About this Collection
In 1884 Sultan Abdul-Hamid II gifted the Library of Congress with a collection of Ottoman Turkish, Persian, Arabic works that he had richly embossed with this inscription in English, French and Ottoman: "Gift made by H.I. M. the Sultan Abdul-Hamid II to the national library of the United States of America through the Honorable A.S. Hewitt Member of the House of Representatives A.H. 1302-1884 A.D."
The Sultan's gift arrived in the U.S. Capitol, where the Library of Congress was housed, until the Jefferson Building was completed and they could be unpacked and shelved.
In the 1907 Annual Report of the Librarian of Congress, Herbert Putnam stated: "About 400 volumes, bound in red Morocco with gilt edges, have been given by the present Sultan, Ghasee Abdul-Hamid II. They comprise works of native authorship, also translations from European languages of works on Medicine, History, Law, Mathematics, Arts, Drama, Fiction, etc."
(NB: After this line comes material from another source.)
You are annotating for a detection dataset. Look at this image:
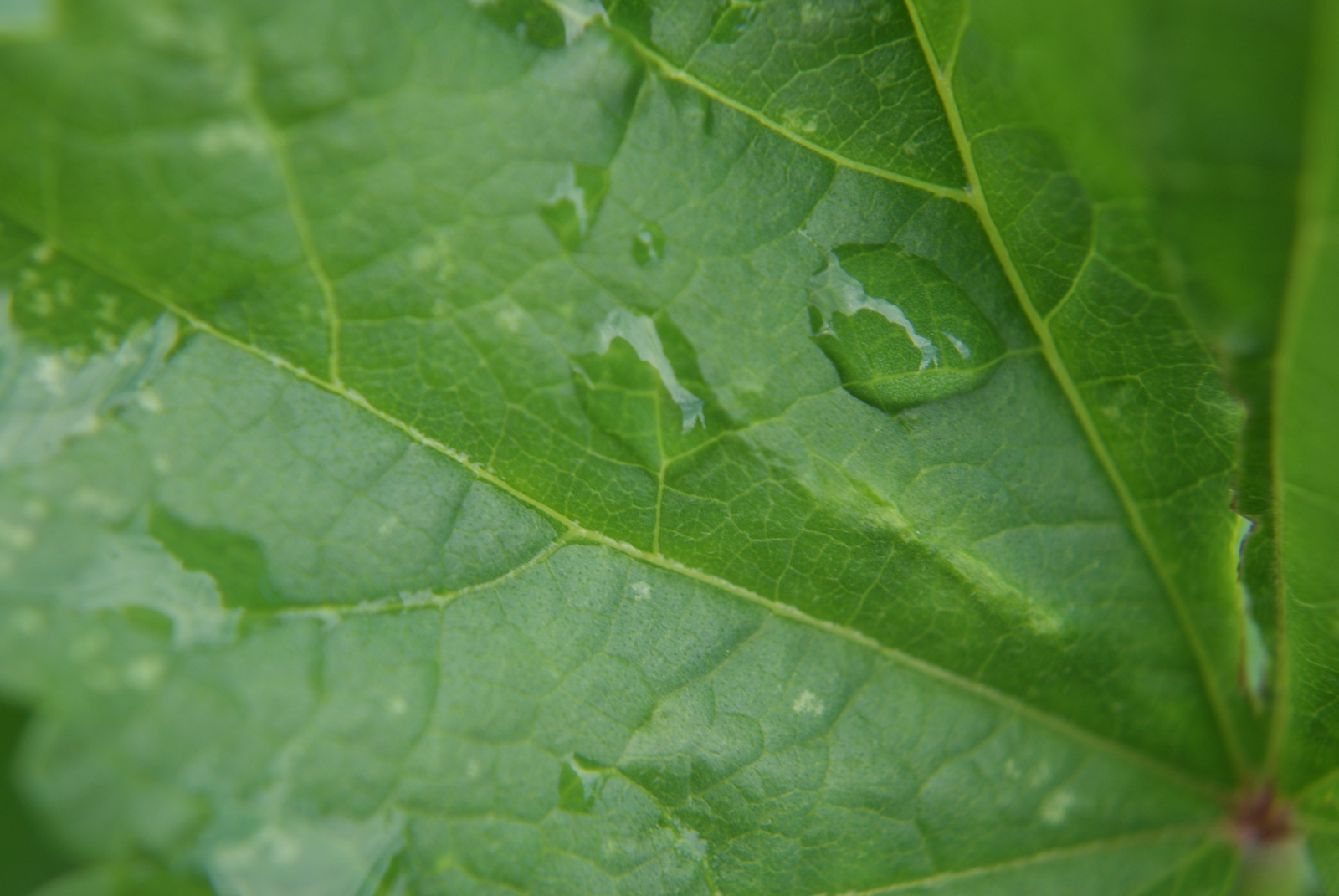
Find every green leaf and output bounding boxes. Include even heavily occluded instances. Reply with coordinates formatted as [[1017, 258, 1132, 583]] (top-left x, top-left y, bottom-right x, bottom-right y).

The remarkable story of how the Sultan met and befriended Abram Stevens Hewitt (1822-1903), Member from New York's 10th district, reported in the New York Tribune (July 13, 1884), began while Hewitt and his young son were touring around St. Sophia and palace grounds in Constantinople during a very hot day. When the young boy fainted, he was taken to the guard house where two other boys his age observed all the excitement and reported back to their father, the Sultan, what they had seen.?Their father dispatched his emissaries to Hewitt's hotel to inquire about his son's well-being and to request that he and his son visit the palace the next day.
During the visit, the Sultan noticed Hewitt's indelible pencil and special cigarettes which resulted in a gift shipment to Abdul-Hamid II when Hewitt returned home. Shortly thereafter, Hewitt received a notice that he owed $1,480 in customs duties on a shipment of Ottoman books. He wrote back to the Sultan that he didn't deserve such an honor and that the Sultan should give the books to the Library of Congress. The Sultan agreed and had the special collection prepared for the Library and invited Hewitt to keep the first set for himself. Hewitt paid the duty and this set is now in the New York University Elmer Holmes Bobst Library.
By 1984, it was determined that the Abdul-Hamid II gift books had become very brittle with paper that was too fragile to serve to researchers and a decision was made to microfilm the collection. 309 books and serials have been scanned from this microfilm for this digital collection. There are 26 existent Abdul-Hamid II books which also have been digitized.